In a recent webinar hosted by Twelve Capital, Grandi presented the ILS market outlook ahead of the January 1, 2024 reinsurance renewals.
He noted that while in 2023 there was a “huge” rise in retroinsurance and reinsurance prices, the outlook for 2024 is more conservative, with the potential for price increases likely to be limited to some extent.
“Our estimate is a risk-adjusted price increase between stagnant and perhaps 10%. There are, in our view, more opportunities for substantial price increases in the middle tier segments, less opportunity for substantial price increases for the upper tier segments or the segment furthest from risk, because this is exactly the segment where there seems to be the most competition. protection providers,” Grandi said.
According to Grandi, one of the main positives for Twelve Capital is that reinsurers are ceding much of their exposure to the retro market.

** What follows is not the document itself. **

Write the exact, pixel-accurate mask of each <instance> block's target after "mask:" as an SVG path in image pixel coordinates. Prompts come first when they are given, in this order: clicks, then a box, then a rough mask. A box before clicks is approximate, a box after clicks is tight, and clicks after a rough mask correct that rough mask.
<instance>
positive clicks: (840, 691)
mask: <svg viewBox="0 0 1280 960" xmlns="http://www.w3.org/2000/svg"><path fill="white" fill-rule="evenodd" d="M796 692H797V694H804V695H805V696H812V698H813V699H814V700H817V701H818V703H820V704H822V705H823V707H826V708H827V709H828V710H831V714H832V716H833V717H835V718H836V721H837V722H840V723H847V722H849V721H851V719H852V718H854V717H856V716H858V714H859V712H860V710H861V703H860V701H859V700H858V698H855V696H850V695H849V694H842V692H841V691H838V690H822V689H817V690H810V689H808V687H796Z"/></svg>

Indeed, the ILS and reinsurance asset manager estimates that the cession rate is approximately 16.6% of the premiums transferred retroactively.
“Inflation obviously has an impact on exposure and insured values, meaning there is demand to buy a little more limit. On the other hand, retentions are increasing, which means that layers are becoming further away from risks,” continued Grandi.

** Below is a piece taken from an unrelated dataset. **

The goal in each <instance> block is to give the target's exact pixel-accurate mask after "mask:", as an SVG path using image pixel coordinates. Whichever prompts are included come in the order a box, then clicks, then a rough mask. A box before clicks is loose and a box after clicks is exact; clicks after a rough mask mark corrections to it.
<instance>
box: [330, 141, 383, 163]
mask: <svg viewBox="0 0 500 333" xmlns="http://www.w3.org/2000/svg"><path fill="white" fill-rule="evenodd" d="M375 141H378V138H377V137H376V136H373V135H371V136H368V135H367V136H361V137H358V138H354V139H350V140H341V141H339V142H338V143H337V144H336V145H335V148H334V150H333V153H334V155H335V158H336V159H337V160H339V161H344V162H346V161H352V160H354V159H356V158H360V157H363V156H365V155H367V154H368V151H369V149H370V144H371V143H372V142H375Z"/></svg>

“And what is also interesting is that retroinsurance is generally perceived as a little more expensive than reinsurance, and its attractiveness is considered higher,” he added.

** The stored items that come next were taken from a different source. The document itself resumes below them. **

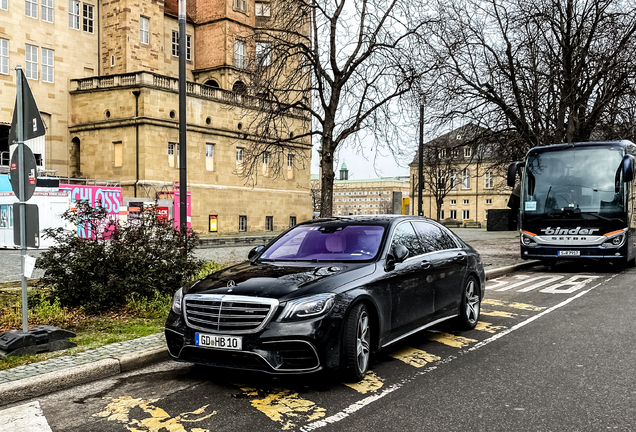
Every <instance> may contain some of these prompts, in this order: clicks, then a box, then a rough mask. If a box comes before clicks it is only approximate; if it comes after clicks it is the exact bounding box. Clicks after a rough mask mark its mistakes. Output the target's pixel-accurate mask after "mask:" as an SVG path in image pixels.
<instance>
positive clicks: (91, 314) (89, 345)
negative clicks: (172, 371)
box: [0, 262, 224, 371]
mask: <svg viewBox="0 0 636 432" xmlns="http://www.w3.org/2000/svg"><path fill="white" fill-rule="evenodd" d="M223 268H224V266H222V265H219V264H216V263H214V262H209V263H206V264H204V265H203V266H202V267H201V270H200V272H199V273H198V275H197V279H198V278H202V277H205V276H207V275H209V274H211V273H213V272H215V271H218V270H221V269H223ZM36 287H39V285H38V281H36V280H30V281H28V286H27V289H28V293H27V297H28V298H27V301H28V304H29V327H35V326H38V325H53V326H57V327H60V328H63V329H65V330H69V331H72V332H73V333H75V334H76V335H77V336H76V337H75V338H72V339H71V341H73V342H75V343H76V344H77V347H75V348H70V349H67V350H60V351H54V352H50V353H42V354H36V355H26V356H19V357H7V358H5V359H3V360H0V371H1V370H6V369H10V368H14V367H17V366H22V365H26V364H30V363H36V362H39V361H43V360H48V359H50V358H54V357H60V356H64V355H71V354H76V353H79V352H82V351H86V350H89V349H92V348H98V347H100V346H104V345H108V344H111V343H116V342H124V341H127V340H131V339H137V338H140V337H144V336H149V335H151V334H155V333H160V332H162V331H163V330H164V324H165V321H166V318H167V317H168V313H169V312H170V307H171V306H172V296H171V295H160V294H156V295H155V296H154V297H153V298H151V299H146V298H140V297H135V296H131V297H129V298H128V299H127V302H126V305H125V306H122V307H121V308H118V309H117V310H113V311H110V312H106V313H101V314H89V313H87V312H85V311H84V310H83V309H81V308H72V307H65V306H62V305H61V304H60V301H59V300H58V299H52V298H50V296H49V295H48V291H47V290H45V289H41V288H37V289H36ZM18 329H22V287H21V283H20V282H19V281H18V282H6V283H0V334H1V333H2V332H4V331H7V330H18Z"/></svg>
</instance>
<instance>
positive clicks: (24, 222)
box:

As Grandi noted, throughout 2023, reinsurance pricing has essentially caught up, particularly during mid-year renewals in the United States.
“So obviously in the retrocession market you can obviously only pay what you receive from the reinsurance, and so good reinsurance pricing should also help, let’s say, maintain the high level of retrocession pricing,” Grandi said.
Although price is only one side of the coin, tough markets are also influenced by terms and conditions, and this is another part of the equation that has seen huge improvements over the last couple of years. years.
“I guess we now have language in all contracts called natural perils, which means we don’t have an explosion, or a fire setting in. That was particularly the problem you had in the COVID era because you had vague language, and then the COVID losses, the business interruption losses were seeping in. So everything is a lot cleaner today.
“The list of exclusions is relatively complete. And especially for the collateral market, the most important thing is that you have very good and clean collateral release and switching language,” Grandi said.